Что-то мелькнуло в свете быстро направленных туда наших фонарей. Разведя лучи в разные стороны, обшариваем пространство вокруг, но вновь движение я замечаю слишком поздно. Нечто бледно-серое, округлое с разбегу врезается мне в живот и, протащив назад, роняет на холодный влажный пол.
— А-ах, — попытавшись тут же подняться, попадаю ладонью в лужу какой-то противной слизи.
— Порядок? — Лекс подскакивает ко мне.
— Да-а! — на самом деле все вокруг противно склизкое и влажное, ткань моей одежды во всех местах, где чего-либо касалась, теперь мокрая и мерзко холодная, и боль от удара и падения по сравнению с этим вообще ничто.
Снова движение, и Лекс успевает подставить хотя бы бок, ему удается устоять на ногах, и он, как следует, пихает атакующее существо от себя, замахивается дубинкой, но то проворно ускользает в темноту.
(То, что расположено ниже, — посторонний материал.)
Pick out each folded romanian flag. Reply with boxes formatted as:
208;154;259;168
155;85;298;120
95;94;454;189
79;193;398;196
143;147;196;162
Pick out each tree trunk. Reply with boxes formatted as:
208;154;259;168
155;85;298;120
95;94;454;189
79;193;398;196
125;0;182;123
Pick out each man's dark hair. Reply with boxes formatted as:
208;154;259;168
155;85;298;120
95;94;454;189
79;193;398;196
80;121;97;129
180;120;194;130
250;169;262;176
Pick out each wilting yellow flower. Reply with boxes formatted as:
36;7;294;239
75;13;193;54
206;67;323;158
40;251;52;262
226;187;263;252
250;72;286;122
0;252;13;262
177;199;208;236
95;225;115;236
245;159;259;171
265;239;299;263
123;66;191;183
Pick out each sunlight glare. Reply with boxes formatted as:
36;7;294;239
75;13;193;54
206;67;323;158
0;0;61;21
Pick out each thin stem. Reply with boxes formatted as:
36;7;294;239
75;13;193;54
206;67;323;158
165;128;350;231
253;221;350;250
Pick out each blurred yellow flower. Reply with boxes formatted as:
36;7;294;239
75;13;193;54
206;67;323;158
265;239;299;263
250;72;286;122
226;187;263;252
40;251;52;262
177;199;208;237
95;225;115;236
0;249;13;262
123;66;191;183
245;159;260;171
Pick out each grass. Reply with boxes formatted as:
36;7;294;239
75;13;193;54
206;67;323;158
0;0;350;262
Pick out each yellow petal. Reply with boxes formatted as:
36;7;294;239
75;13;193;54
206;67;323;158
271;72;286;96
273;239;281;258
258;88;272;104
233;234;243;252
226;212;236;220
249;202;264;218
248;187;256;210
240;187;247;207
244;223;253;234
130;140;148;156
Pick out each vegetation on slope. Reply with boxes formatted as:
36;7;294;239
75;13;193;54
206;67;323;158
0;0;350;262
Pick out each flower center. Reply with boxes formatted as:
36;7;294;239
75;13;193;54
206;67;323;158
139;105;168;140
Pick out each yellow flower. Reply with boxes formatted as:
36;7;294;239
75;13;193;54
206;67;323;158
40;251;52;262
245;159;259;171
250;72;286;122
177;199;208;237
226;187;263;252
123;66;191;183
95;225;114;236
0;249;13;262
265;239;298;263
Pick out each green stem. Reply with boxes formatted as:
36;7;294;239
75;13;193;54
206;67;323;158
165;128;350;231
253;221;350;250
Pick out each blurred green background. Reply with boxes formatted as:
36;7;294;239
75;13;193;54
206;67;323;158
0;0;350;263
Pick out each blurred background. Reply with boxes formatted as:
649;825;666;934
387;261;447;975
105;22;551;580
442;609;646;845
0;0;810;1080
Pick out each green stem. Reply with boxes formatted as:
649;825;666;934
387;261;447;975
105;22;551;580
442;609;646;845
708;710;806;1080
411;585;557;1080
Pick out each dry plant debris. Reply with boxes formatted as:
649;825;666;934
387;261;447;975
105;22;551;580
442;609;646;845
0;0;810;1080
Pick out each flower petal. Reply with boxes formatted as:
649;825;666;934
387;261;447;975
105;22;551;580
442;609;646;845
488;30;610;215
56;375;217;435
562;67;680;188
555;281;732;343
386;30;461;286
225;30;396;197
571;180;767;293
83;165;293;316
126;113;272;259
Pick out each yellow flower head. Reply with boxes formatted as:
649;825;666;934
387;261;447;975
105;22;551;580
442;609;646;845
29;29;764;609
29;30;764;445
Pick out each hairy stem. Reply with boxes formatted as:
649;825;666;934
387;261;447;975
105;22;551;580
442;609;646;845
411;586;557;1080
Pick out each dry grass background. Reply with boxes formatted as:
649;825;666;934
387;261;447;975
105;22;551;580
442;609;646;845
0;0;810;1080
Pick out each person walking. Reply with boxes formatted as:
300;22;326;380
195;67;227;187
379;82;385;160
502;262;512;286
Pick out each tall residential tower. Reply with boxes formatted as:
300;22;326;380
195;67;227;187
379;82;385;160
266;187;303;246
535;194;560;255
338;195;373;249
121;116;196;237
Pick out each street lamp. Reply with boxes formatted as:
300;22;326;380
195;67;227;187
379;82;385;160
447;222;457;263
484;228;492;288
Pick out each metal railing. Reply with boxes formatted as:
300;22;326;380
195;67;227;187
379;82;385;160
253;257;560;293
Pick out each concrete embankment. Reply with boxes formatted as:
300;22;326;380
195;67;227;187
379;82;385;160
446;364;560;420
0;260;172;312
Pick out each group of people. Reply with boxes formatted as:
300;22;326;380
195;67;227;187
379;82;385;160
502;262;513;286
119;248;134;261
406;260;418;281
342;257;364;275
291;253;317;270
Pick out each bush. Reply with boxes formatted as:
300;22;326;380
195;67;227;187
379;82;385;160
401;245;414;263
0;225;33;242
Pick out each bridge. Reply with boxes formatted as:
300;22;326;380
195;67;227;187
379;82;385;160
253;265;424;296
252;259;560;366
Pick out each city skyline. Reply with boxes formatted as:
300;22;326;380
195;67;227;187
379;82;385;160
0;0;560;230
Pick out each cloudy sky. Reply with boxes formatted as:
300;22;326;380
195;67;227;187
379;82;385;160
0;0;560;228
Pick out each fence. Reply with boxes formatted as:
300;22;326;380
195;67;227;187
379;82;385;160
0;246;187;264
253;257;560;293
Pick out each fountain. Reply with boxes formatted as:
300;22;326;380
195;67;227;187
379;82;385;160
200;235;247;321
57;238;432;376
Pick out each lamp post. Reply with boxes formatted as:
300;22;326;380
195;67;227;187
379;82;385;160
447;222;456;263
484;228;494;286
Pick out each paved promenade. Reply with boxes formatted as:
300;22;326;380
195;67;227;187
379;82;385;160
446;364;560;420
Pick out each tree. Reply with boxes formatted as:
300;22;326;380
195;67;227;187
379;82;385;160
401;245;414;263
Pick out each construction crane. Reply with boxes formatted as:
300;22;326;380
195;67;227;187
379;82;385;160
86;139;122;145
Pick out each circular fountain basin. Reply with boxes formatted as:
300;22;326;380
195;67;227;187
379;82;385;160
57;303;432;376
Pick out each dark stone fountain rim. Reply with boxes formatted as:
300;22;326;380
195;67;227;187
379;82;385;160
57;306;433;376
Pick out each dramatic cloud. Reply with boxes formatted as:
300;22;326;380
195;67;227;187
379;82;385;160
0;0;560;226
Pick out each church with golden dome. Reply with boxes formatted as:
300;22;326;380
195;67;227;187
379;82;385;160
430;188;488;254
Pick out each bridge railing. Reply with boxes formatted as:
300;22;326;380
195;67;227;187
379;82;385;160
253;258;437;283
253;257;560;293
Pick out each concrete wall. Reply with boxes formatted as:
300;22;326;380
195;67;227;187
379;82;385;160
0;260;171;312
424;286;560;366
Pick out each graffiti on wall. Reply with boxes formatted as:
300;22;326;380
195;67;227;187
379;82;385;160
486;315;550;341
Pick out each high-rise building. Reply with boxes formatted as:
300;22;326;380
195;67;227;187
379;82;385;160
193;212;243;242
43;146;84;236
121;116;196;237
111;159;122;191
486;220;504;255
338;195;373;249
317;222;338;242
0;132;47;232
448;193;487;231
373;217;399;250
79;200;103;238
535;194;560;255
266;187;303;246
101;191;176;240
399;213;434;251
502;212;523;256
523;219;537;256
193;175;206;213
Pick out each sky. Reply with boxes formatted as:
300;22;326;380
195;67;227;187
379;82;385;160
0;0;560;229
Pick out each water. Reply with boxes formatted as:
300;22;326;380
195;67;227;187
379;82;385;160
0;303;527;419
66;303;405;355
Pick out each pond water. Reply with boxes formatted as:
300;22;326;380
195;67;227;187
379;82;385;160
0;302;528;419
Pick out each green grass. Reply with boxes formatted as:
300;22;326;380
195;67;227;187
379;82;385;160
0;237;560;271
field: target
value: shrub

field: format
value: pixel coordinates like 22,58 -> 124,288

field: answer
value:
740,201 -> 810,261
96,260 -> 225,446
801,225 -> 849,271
Мы пытаемся снова поймать его в лучи фонарей, но оно стремительно обходит нас и ударяет снова, теперь уже снеся нас обоих. Этот удар намного сильнее, существо протаранило нас всей своей массой и прошлось по нам как будто копытами. Такими трехпалыми лапами с твердыми глубоко впиявливающимися в кожу и мышцы пальцами.
— Ни хрена себе массажик! — хрипит возле меня Лекс, а я пытаюсь поймать откатившийся в сторону фонарик и свое дыхание. — В угол! — командует друг.
Мы забиваемся в один из углов помещения: Лекс впереди со своей дубинкой, я свечу обоими фонарями у него из-за спины. Вот так, теперь тварь не подберется к нам незамеченной. Она и не пытается, мотается там где-то между светом и тьмой. Не подходит, но и не убирается восвояси. Чего хочет-то?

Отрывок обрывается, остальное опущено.